This Jupyter notebook demonstrates DNA sequence error detection using Pysam, focusing on a small E. coli genome dataset.
The notebook covers:
- Dataset Selection and Preparation
- Prerequisites and Setup
- Reading BAM Files with Pysam
- Error Detection Algorithms
- Analyzing Error Patterns
- Implementing Quality Control Measures
- Comparative Analysis
- Python 3.7+
- Jupyter Notebook environment (e.g., Google Colab)
- Basic understanding of DNA sequencing concepts
- Familiarity with Python programming
The notebook includes installation steps for required tools and libraries:
- SRA Toolkit
- BWA
- Samtools
- Python libraries: pysam, numpy, matplotlib, seaborn
- Open the notebook in a Jupyter environment (e.g., Google Colab).
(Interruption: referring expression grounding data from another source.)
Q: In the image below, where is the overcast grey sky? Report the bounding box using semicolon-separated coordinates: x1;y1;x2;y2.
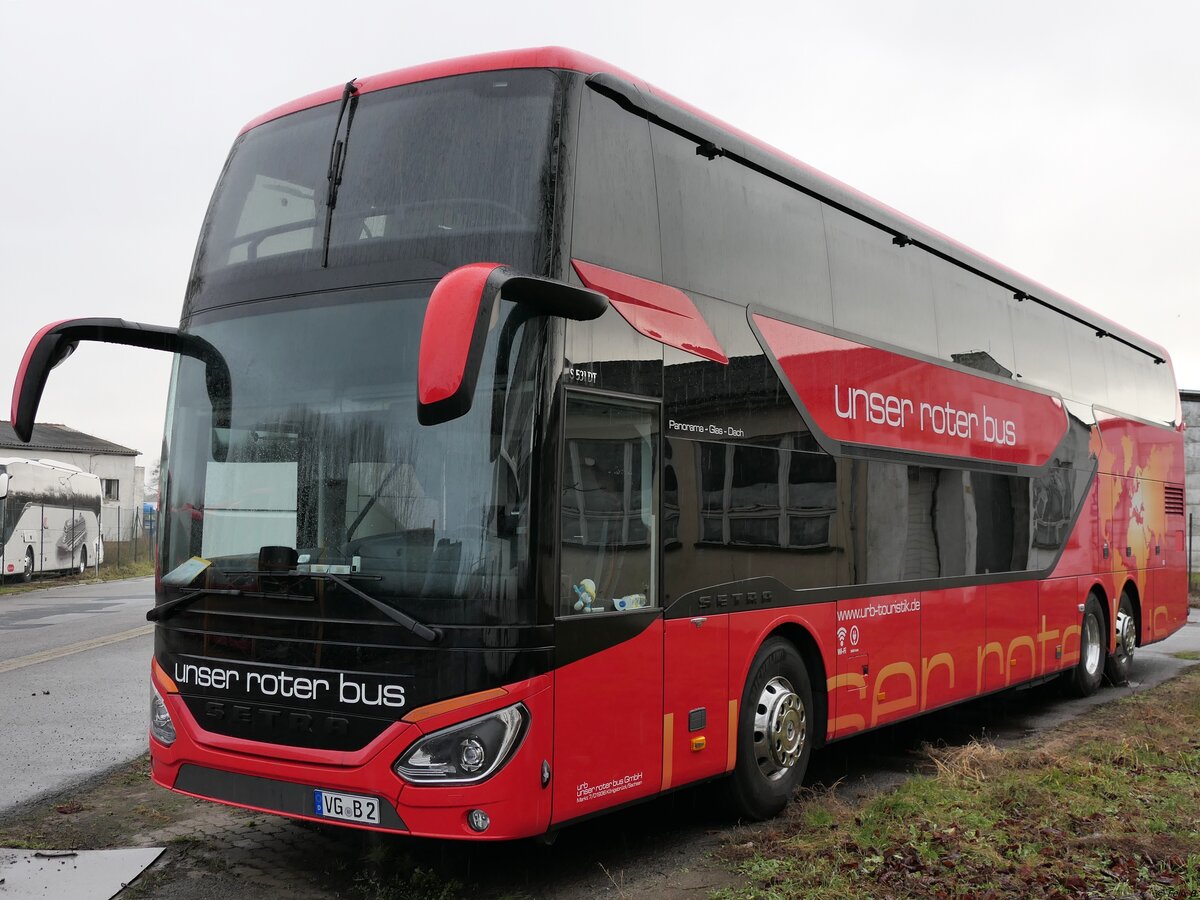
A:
2;1;1197;467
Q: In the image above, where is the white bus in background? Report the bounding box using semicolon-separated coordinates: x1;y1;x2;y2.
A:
0;458;104;582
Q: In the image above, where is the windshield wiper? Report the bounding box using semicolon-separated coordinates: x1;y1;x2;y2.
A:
147;572;442;644
321;79;360;268
147;586;318;621
322;572;442;644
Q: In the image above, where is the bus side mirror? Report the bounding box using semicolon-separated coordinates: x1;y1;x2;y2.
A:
0;473;8;499
417;263;608;426
11;318;233;460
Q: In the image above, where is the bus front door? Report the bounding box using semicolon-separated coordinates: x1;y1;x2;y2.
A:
552;393;663;823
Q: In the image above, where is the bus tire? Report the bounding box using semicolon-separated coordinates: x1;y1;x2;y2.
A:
726;637;813;821
1104;591;1136;685
23;547;35;583
78;547;88;576
1064;594;1105;697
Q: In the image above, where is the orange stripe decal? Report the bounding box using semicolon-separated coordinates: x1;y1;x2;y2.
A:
152;657;178;694
726;700;738;772
661;713;674;791
402;687;508;723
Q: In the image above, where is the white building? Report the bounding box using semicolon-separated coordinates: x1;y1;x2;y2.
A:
0;422;144;543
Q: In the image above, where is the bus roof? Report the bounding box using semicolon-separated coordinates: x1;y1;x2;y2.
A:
238;47;1169;367
0;456;99;477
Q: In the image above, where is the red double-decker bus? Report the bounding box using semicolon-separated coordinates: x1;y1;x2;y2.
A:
12;48;1186;840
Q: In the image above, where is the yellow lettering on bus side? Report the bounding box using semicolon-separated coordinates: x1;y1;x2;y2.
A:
870;662;917;726
976;642;1003;691
1005;636;1036;685
827;672;868;699
1061;624;1081;666
920;653;954;710
1036;616;1060;675
828;713;866;737
826;672;868;738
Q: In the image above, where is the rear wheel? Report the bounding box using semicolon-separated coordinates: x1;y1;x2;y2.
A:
1105;591;1137;685
78;547;88;576
726;637;814;820
1064;594;1105;697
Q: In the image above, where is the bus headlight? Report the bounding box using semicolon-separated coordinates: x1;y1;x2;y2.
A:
394;703;528;784
150;685;177;746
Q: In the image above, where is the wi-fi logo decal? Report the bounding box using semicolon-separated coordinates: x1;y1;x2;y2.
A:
837;626;847;647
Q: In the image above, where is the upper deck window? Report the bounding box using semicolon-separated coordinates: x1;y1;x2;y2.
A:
189;69;561;307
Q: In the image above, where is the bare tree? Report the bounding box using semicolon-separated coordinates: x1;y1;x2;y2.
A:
145;462;161;502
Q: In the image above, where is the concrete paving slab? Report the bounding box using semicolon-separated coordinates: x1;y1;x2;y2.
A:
0;847;163;899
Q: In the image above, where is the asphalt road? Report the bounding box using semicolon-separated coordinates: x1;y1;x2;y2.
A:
0;577;154;818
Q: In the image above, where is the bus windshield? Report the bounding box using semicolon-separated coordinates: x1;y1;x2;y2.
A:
188;68;561;305
161;286;545;626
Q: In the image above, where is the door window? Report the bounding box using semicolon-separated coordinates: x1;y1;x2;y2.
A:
560;395;659;615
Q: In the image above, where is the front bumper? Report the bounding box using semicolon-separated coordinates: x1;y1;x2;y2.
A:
149;673;554;840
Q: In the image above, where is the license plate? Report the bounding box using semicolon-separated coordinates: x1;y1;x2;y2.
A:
313;789;380;825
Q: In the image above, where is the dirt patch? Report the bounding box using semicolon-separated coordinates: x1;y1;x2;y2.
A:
0;757;741;899
0;758;339;899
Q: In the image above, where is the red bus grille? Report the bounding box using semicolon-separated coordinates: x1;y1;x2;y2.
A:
1165;485;1185;517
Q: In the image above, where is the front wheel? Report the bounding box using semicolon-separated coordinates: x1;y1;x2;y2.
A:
726;637;814;821
1105;591;1137;685
77;547;88;576
1064;594;1105;697
23;548;35;583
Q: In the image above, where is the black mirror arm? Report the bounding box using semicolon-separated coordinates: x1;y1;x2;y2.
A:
417;264;609;427
11;318;232;447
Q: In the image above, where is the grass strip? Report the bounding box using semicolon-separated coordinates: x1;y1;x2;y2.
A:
0;559;154;596
715;667;1200;899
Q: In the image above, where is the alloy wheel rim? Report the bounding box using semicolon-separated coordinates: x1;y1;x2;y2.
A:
1084;614;1102;675
753;675;806;781
1116;609;1136;661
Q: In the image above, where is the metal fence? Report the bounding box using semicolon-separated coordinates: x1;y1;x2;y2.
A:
102;506;156;569
1191;512;1196;593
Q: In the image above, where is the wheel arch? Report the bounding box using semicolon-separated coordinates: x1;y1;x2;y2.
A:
1086;582;1111;641
1119;579;1142;647
763;622;828;749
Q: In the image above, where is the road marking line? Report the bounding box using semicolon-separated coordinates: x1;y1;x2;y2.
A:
0;625;154;674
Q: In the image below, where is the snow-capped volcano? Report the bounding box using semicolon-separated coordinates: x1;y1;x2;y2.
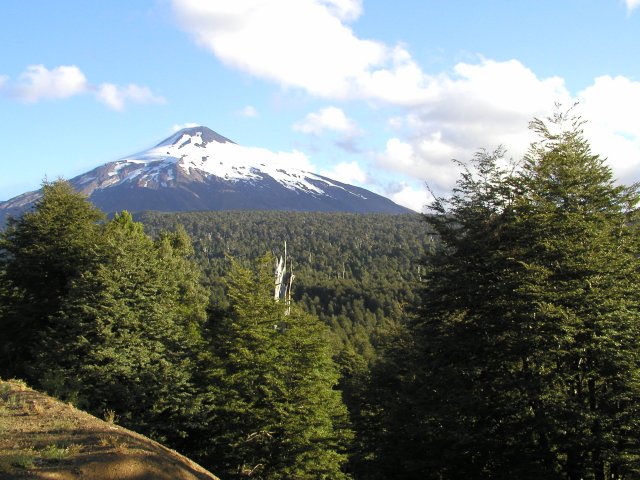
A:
0;126;412;222
76;126;360;197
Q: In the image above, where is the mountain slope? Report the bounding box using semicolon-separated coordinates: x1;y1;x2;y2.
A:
0;126;412;222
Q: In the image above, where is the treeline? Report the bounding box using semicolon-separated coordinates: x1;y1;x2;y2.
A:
137;210;435;363
3;110;640;479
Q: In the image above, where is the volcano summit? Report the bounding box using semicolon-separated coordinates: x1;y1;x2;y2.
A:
0;126;412;222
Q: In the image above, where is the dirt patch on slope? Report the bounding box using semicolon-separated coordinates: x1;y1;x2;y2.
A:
0;379;220;480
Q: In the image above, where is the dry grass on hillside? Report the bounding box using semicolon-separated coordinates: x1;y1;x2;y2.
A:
0;379;220;480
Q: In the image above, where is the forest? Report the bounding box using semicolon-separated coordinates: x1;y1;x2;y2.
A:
137;209;435;363
2;112;640;479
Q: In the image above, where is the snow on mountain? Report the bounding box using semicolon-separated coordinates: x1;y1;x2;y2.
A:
75;126;367;199
0;126;413;222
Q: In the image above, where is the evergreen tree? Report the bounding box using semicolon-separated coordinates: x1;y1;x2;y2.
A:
199;255;352;479
374;111;640;479
42;211;209;442
0;186;209;443
0;180;104;380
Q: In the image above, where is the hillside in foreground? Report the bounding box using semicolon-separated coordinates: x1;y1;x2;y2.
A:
0;379;220;480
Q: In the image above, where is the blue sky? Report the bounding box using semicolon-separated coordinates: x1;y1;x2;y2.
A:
2;0;640;211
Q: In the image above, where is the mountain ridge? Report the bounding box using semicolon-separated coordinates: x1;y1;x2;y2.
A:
0;126;412;223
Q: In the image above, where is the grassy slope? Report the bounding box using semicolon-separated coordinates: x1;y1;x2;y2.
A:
0;379;220;480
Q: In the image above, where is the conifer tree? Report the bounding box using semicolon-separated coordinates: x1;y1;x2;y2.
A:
200;255;352;479
43;211;209;442
0;180;104;380
0;186;209;443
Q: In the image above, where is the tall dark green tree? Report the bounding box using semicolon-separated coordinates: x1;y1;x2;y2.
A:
374;111;640;479
0;180;105;380
0;183;209;444
40;211;209;442
509;114;640;479
370;147;533;479
199;255;353;479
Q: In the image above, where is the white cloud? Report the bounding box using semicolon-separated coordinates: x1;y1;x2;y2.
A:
239;105;259;118
97;83;166;111
172;0;640;194
172;122;200;132
577;75;640;181
96;84;123;110
1;64;164;111
10;65;88;102
353;45;439;106
319;0;363;21
383;183;431;213
374;64;640;194
373;59;572;193
172;0;388;98
320;160;368;184
172;0;560;109
376;137;462;192
625;0;640;12
294;106;359;136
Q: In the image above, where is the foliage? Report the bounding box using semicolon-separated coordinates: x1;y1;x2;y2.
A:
137;211;432;477
138;210;434;363
44;211;208;441
0;187;356;477
373;111;640;479
0;180;105;380
16;129;640;480
0;184;209;444
196;255;353;479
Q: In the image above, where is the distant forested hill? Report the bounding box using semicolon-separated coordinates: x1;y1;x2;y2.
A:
138;210;436;361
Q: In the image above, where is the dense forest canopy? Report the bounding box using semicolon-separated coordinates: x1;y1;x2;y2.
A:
137;210;435;362
2;111;640;480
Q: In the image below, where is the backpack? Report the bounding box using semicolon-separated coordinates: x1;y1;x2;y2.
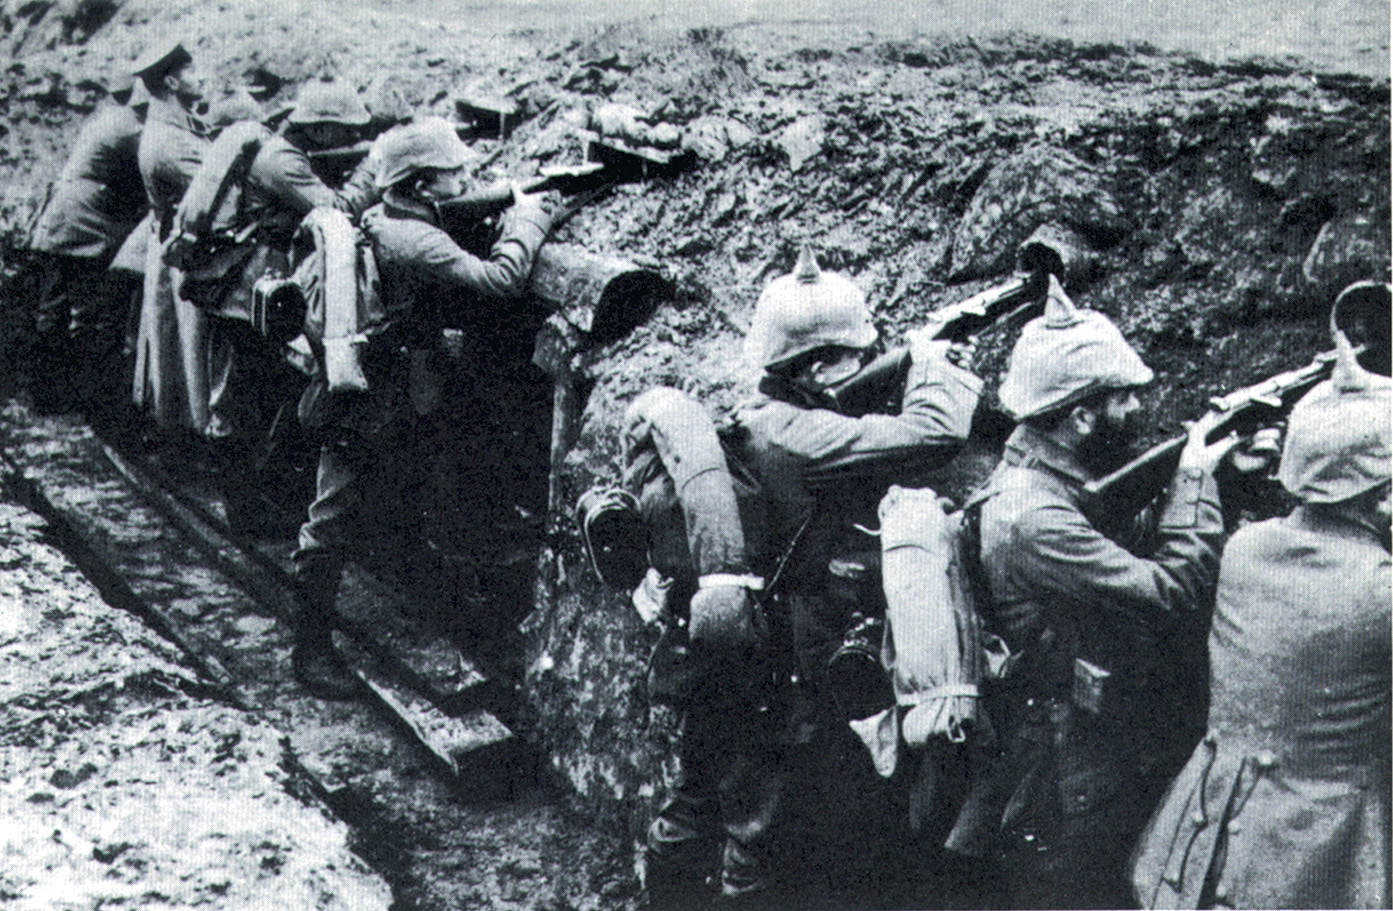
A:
284;206;386;394
846;485;1013;779
163;121;269;284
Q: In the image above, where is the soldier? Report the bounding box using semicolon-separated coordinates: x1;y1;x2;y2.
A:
974;278;1244;909
131;40;212;435
27;73;149;415
640;248;982;907
285;81;378;217
187;82;369;530
1131;296;1391;910
289;117;555;696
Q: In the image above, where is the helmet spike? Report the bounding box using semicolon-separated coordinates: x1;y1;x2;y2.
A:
1042;273;1083;328
794;245;821;285
1331;328;1372;393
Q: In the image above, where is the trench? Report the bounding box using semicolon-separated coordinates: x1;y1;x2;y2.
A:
0;2;1387;906
0;288;638;909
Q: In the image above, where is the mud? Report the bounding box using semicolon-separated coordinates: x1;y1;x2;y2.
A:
0;472;392;909
0;0;1387;907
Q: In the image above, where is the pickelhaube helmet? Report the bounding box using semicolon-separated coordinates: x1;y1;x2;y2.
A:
743;246;878;373
289;81;371;127
997;275;1154;420
373;117;469;189
1277;329;1391;504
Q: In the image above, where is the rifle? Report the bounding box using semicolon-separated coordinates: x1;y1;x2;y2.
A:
1080;351;1343;520
435;162;610;221
306;139;375;166
825;224;1089;416
303;122;476;167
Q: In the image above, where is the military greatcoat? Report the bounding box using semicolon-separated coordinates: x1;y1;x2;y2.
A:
1131;507;1391;910
133;95;210;432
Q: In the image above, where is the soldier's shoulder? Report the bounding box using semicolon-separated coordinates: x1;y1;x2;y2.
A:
983;462;1075;517
360;204;446;259
90;103;141;135
1223;516;1286;553
249;132;309;175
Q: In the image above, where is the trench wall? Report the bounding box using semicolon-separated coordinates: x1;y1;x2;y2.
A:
0;0;1386;839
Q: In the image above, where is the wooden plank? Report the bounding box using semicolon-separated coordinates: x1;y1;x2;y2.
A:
338;633;514;780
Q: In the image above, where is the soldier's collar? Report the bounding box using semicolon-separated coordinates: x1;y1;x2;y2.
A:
146;95;206;135
1003;424;1093;486
1292;504;1391;550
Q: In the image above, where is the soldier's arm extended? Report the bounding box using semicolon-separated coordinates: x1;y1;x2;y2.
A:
1010;466;1225;627
254;139;349;215
775;339;983;484
336;150;382;220
401;196;552;299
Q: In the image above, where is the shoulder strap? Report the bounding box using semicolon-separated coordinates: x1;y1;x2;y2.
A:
958;486;998;625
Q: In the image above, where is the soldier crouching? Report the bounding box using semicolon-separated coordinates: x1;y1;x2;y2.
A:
638;248;981;907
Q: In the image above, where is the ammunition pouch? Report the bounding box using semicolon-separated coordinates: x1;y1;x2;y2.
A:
251;275;308;346
827;612;895;723
647;620;698;708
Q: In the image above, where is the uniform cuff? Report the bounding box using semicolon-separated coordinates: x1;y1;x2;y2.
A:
504;199;554;240
1159;467;1219;529
945;361;984;396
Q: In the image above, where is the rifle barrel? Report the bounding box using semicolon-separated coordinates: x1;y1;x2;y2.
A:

- Run the cells sequentially to perform the analysis.
- The notebook will download a small E. coli dataset and reference genome.
- Follow the step-by-step process to detect and analyze sequencing errors.
The notebook generates several visualizations:
- Mismatch types bar plot
- Indel size distribution histogram
- Error rate comparison before and after quality filtering
This notebook is designed for educational and research purposes, demonstrating DNA sequencing error detection techniques on a small scale.